Prayers When Words are Hard to Find
Rev. Francis John Scott, in his book, The Light of Life shares a thought that has encouraged me. Some sources attribute the popular version of this quote to him, but it’s really a paraphrase of his words. “Faith and prayer – both are invisible, but they make impossible things happen.” When I am feeling overwhelmed, I find it very helpful to pray Scripture. So, if I were to pray Matthew 11:28, “Come to me, all you who are weary and burdened, and I will give you rest,” my prayer might sound like this:
Dear healing God, thank you for calling me to yourself—to the one place where I know I will be loved, accepted, and safe.
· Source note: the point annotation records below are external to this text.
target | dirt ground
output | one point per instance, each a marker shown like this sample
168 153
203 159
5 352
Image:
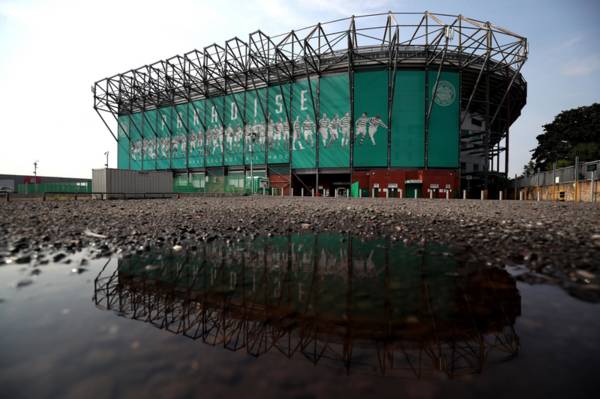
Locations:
550 242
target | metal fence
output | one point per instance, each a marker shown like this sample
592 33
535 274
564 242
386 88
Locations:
65 187
583 171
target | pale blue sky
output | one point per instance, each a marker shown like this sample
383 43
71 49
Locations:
52 51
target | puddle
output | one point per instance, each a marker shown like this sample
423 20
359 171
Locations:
300 315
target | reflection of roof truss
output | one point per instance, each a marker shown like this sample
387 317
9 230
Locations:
391 347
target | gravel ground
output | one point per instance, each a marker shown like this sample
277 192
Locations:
539 241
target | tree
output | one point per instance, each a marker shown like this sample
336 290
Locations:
575 132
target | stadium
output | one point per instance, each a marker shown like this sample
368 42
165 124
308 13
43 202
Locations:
393 104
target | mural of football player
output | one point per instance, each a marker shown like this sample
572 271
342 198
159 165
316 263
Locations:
262 136
324 123
219 140
308 131
374 124
200 136
345 128
183 140
209 137
361 127
229 139
134 150
296 134
193 144
238 139
286 134
270 133
278 134
334 127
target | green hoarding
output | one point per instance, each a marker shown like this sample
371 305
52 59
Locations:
334 121
123 142
164 143
214 132
255 130
408 120
370 118
303 124
180 139
234 129
137 143
196 121
149 133
278 131
442 150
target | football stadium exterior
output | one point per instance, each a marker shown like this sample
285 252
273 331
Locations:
372 105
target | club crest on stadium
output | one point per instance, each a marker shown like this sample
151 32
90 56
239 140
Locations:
445 94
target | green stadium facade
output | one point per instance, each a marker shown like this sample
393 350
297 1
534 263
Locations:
373 105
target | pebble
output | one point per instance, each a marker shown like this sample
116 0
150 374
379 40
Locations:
566 236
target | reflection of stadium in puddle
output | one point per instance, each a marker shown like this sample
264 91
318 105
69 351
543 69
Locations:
368 306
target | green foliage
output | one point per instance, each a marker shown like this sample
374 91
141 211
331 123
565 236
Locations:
575 132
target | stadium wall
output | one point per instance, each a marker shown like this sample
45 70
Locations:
390 131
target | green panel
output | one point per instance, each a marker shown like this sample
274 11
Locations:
214 132
234 129
123 129
334 122
136 147
149 142
180 139
355 190
164 146
371 118
278 130
256 103
408 120
196 120
235 182
303 124
442 150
I am so weary, Lord. This pain is overwhelming me, and I feel too tired to go on. The burdens and concerns I have about my health are too heavy to carry right now. I need your Holy Spirit’s power to endure. I bring all of my anxiety and fears to you and lay them at your feet, and now with empty hands, I am ready to receive your promised rest. Thank you for being with me and strengthening me through this difficult time. In Jesus’ name, Amen!
There are other times when my prayer is simply:
Holy Spirit, I am too weary for words. Please read my heart and bring my needs to God. Amen!
No matter what you pray, know that God will listen and he will answer in his perfect way and timing. Choose to let go of your fear and anxiety and rest in him.